È ora di riportarla a nuova vita, radicarla nei territori, sottrarla alla tentazione di farsi brand. E concepire una letteratura dove chi scrive pensi «questo può essere utile, questo è per te»

La cultura va preservata. E non trascinata nello scontro sulla famigerata egemonia della sinistra

Credo che al ministro della Cultura, Alessandro Giuli, farebbe un gran bene leggere “The Mad Gardener’s Song” di Lewis Carroll, perché il giardiniere pazzo della poesia gli fornirebbe molti spunti per svicolare con arte: in una delle sue avventure incontra un serpente a sonagli che lo interroga sulla grammatica greca, ma il giardiniere si rende conto che siamo a metà della settimana successiva e quindi, spiacente, tempo scaduto, non risponde. Il dramma è che svicolano anche gli avversari di Giuli, che lo attaccano quasi sempre per il suo linguaggio, mentre bisognerebbe sentirsi sollevati se almeno un rappresentante del governo non dice sfondoni invitando le donne vittime di stalking a rifugiarsi in chiesa e in farmacia. 

 

Il problema del ministro, semmai, è cosa dice, non come. 

 

Ci sarebbe anche il problema del dove, in effetti: il ministro non declina inviti, presenzia alla cerimonia dei David come all’inaugurazione del Salone internazionale del Libro, dove promette agli editori cose che si fa prestissimo a promettere, come l’impegno a elaborare una legge. Certo, fa un po’ impressione fare il paragone con i discorsi sentiti a Cannes – che è stata aperta dalla frase di Robert De Niro: «L’arte fa paura ai fascisti» – ma pazienza, anche perché al momento non risulta che a Cannes siano stati manganellati i manifestanti pro-Palestina e quindi il paragone è in effetti improponibile.

 

Del resto, il ministro fa il ministro: ed essendo un ministro di destra risponde malissimo a chi, come Elio Germano, gli chiede fondi per il cinema o a Geppi Cucciari che ironizza su di lui. Anche qui, dovremmo averci fatto il callo, dopo decine di suoi colleghi che mettevano gli scrittori alla gogna o li portavano in tribunale. Ma Giuli voleva presentarsi come il citazionista che viene da un’altra galassia rispetto a Gennaro Sangiuliano: anche lui è però caduto nel trappolone evocando la famigerata egemonia culturale della sinistra in termini di potere e poltrone.
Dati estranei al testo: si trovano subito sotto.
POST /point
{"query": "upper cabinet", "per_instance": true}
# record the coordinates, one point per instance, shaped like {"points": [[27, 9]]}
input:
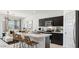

È il discorso sbagliato, perché potere e poltrone, per quanto riguarda la cultura, sono semmai obiettivo trasversale e intramontabile dall’era Craxi in poi. 

 

Il discorso da fare – e che se non Giuli la sinistra stessa dovrebbe intraprendere prima o poi – è come rivitalizzarla, la benedetta cultura, come non farne il tableau vivant de “La terrazza” di Ettore Scola, come radicarla nei territori, come sottrarla alla tentazione di farsi brand, perché oggi se Jules Verne scrivesse “Il giro del mondo in 80 giorni” finirebbe sponsorizzato da Costa Crociere (se pensate che sia eccessivo, sappiate che sono usciti cinque libri su papa Leone XIV a dieci giorni dalla sua elezione). Come farla, in una parola, essere finestra e non solo specchio delle proprie vite che si trasformano in libro nella speranza che sia un best-seller.

 

Non si tratta di ritornare alla didascalia dell’impegno, perché quell’epoca ha fatto anche disastri che ancora scontiamo, come l’avvicinare J.R.R. Tolkien a Pierre Drieu La Rochelle (è avvenuto in questi giorni). Si tratta di concepire una letteratura dove chi scrive pensi «questo può essere utile, questo è per te». Perciò, la cosa preziosa di oggi è “Cartella clinica”, che la grande slavista Serena Vitale ha scritto per Sellerio. Un libro breve e familiare, ovvero la storia della reclusione e della morte in manicomio della sorella Rossana, scomparsa senza motivo, e fra molti orrori, a Santa Maria della Pietà nel 1961. Nessun compiacimento, ma la nuda cronaca che ci ricorda che anche questo è accaduto e che nessun diritto è per sempre, purtroppo.